Back then, BeOS did some amazing stuff compared to Windows, but technology has come a long way since then, and I'd rather be using MacOS, Windows or a Linux Desktop like Ubuntu than Haiku.
The one thing that makes Haiku intriguing and promising in my eyes is the fact that its developers want it to be a first class desktop/laptop OS above all else with no server/mobile/other kitchen-sink-isms muddying the water. There’s nothing like that out there today, save for maybe macOS (which is more desktop focused but still suffers from the various multipurpose compromises brought from its *NIX heritage).
I'm not convinced that at present this is a meaningful benefit especially compared to the increased resources available for say linux. The one good example that I can think of cpu schedulers seems to be solved by running a kernel with alternative patches.
Haiku doesn’t have to worry about this problem at all. It can simply implement the most effective and good-experience-conducive end to end design possible for its window management and compositing since it’ll never ever be a headless server.
In today's terms, that sounds a lot like an iPad (with an attached keyboard) or a Chromebook.
Haiku runs circles around Ubuntu MATE on these devices; it may seem equivalent on benchmarks, but the UI just _feels_ much zippier and apps load quickly.
Doubtful. After seeing a few Haiku posts over the past few days I downloaded it and gave it a try. There's a lot of promise, but it's pretty darn glitchy (e.g. DHCP client works occasionally, mail client sees mailboxes but doesn't fetch messages).
I'm in the opposite camp though. I'd love to find a viable alternative to macOS.

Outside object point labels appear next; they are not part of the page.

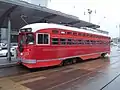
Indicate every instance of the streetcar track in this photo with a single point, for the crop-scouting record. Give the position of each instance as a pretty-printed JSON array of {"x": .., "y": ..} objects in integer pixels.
[
  {"x": 77, "y": 78},
  {"x": 110, "y": 81}
]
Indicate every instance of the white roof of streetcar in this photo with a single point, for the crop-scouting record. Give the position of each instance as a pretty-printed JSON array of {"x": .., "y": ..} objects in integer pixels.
[{"x": 38, "y": 26}]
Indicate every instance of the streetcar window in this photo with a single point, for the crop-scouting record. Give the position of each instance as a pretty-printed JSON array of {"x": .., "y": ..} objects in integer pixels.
[
  {"x": 74, "y": 41},
  {"x": 79, "y": 41},
  {"x": 40, "y": 38},
  {"x": 69, "y": 41},
  {"x": 55, "y": 41},
  {"x": 55, "y": 31},
  {"x": 69, "y": 33},
  {"x": 74, "y": 33},
  {"x": 22, "y": 39},
  {"x": 30, "y": 38},
  {"x": 63, "y": 41},
  {"x": 43, "y": 39}
]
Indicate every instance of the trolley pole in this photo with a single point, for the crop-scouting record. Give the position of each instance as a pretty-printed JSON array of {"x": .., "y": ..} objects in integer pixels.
[
  {"x": 119, "y": 31},
  {"x": 9, "y": 39}
]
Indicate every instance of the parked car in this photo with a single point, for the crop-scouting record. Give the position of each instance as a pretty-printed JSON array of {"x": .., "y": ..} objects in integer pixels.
[{"x": 4, "y": 51}]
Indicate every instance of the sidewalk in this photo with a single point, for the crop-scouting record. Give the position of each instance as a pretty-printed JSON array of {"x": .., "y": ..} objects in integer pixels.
[{"x": 5, "y": 63}]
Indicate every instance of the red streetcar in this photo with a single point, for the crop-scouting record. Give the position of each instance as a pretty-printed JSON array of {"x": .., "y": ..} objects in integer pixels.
[{"x": 47, "y": 44}]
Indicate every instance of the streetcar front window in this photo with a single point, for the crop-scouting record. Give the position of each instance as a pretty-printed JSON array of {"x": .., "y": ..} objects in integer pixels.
[{"x": 30, "y": 38}]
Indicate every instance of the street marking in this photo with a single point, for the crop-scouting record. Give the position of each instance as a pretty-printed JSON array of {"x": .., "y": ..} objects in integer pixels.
[
  {"x": 74, "y": 79},
  {"x": 69, "y": 70},
  {"x": 7, "y": 84},
  {"x": 32, "y": 80}
]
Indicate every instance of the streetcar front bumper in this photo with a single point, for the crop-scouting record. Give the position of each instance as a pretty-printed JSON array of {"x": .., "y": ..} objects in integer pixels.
[{"x": 27, "y": 61}]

I've finally found a consistent way to reproduce the DHCP glitches, so I might be able to spend some time debugging that. The mail client is another issue; for now you're probably better off avoiding it. (There are third-party mail apps in the depot, so maybe try one of those?)
Glad to hear you can see the potential, though! :)
TuneTracker (http://www.tunetrackersystems.com/index.html) ships commercial radio broadcasting systems that run on Haiku.
What chipset is that? I just merged new drivers for the Intel PRO wireless chipsets and Intel "Dual Band" chipsets; so if it's one of those it might work out of the box now.
> a modern web browser
Well, WebPositive can play YouTube and mostly works on major sites ... but yes, this is a difficult problem.
Rust and Servo are already good for massive multithreading, so that should fit into the Haiku expectations pretty well.